Semanário no Papel - Diário Online

 

Hernâni Caniço

O mundo em perigo como nunca

22 de Maio 2026

Após a perestroika (recomposição da economia) e a glasnot (transparência política) de Gorbatchov na União Soviética em 1991, que levou à sua dissolução, a novos países independentes, ao fim da guerra fria e a uma nova Ordem Mundial (com os EUA como superpotência e a China em ascensão), o mundo crédulo deu como adquirida uma época de paz, desenvolvimento e cooperação.

Em equilíbrio instável, a Rússia emergiu com novas ambições geoestratégicas (invasão da Moldávia – Transnítria, Geórgia, Chechénia, Cazaquistão e Ucrânia), a China paulatinamente afirmou-se como novo mundo tecnológico e político ao arrepio da democracia, os EUA assumiram-se como os donos do mundo, a União Europeia foi-se ampliando, periclitante e frágil como união económica e depois união política sem força militar.

Sobressaíram os EUA, esquecidos da perda da guerra no Vietnam, com a política das invasão de Estados soberanos, desde o Afeganistão (que vergonhosamente depois entregaram aos talibans fundamentalistas islâmicos), ao Iraque (inventando suposta bomba nuclear em construção, sob cumplicidade de Portugal via Durão Barroso), à Líbia (via NATO), à Venezuela e depois ao Irão (com apoio de Israel), e ameaças constantes à Gronelândia, a Cuba e o que mais virá da personagem grotesca que a História (des)qualificará.
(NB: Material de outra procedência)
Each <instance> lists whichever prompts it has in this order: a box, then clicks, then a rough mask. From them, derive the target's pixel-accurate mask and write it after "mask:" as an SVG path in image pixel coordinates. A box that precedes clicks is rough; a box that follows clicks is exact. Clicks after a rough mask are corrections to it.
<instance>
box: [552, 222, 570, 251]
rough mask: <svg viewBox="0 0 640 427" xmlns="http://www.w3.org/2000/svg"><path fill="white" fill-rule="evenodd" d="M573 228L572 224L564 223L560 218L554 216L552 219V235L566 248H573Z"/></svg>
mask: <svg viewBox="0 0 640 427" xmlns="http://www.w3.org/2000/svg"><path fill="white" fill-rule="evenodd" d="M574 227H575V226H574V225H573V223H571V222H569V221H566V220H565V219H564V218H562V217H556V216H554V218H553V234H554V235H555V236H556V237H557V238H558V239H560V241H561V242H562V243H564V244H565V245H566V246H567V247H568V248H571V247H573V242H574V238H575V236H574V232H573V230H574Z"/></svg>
Aliás, a atitude invasora dos EUA vem de longa “tradição”, com contínuo desrespeito pela soberania dos Estados e a independência dos povos, através de intervenções, ocupações, invasões e apoio a golpes militares, desde o século XIX, na América Latina e Caraíbas (México, Cuba, Porto Rico, Panamá, Nicarágua, R. Dominicana, Guatemala e Granada), na Ásia e Pacifico (Havai, Filipinas, Coreia, além das citadas e outras), Rússia e Líbia.

Envolvimento dos EUA

Acresce o envolvimento dos EUA em mudanças de regime pelo mundo, como as destacadas no Chile, Honduras, Haiti, Japão, Indonésia e Líbano, entre 81 intervenções (declaradas, dissimuladas ou ocultas) em eleições estrangeiras, só de 1946 a 2000. De positivo, resta apenas a intervenção dos EUA na 2ª Guerra Mundial contra Hitler e Mussolini.

Em Portugal, pós 25 de Abril, os EUA influenciaram processos eleitorais e o poder político, através da CIA, do embaixador Carlucci e de fantoches de Kissinger, com financiamento partidário, intervenção na comunicação social, apoio a movimentos nas Forças Armadas e a grupos clandestinos como o MDLP e o ELP, e apoio económico suspeito (linhas de crédito e “jumbo loan” – empréstimos fora dos limites da Federal Housing Finance Agency).

Recentemente, uma figura bizarra, burlesca e perigosa denominada Trump, seus acólitos e os interesses de exploração americanos, disparam em todas as direções, subvertendo o débil equilíbrio mundial em verborreia, rebaixolice e intervenções militares sem qualquer respeito pela vida humana (apoiando Israel em Gaza).

O mundo está em perigo como nunca, face ao potencial militar das superpotências (até inclui “drones assassinos” que o governo de Montenegro permite que circulem pelas Lages), ao comportamento de Trump (para uns será histriónico, errático e narcisista, para outros será psicótico, sociopata ou demencial), e à vulnerável União Europeia que tarda em se afirmar como força de bloqueio à tirania e como força de implantação democrática.

É preciso acreditar na voz da consciência contra as alucinações, na supremacia da inteligência sobre a perversidade, nas convicções democráticas submergindo as ditaduras, na benevolência versus a crueldade, na essência do ser humano sem barbaridade.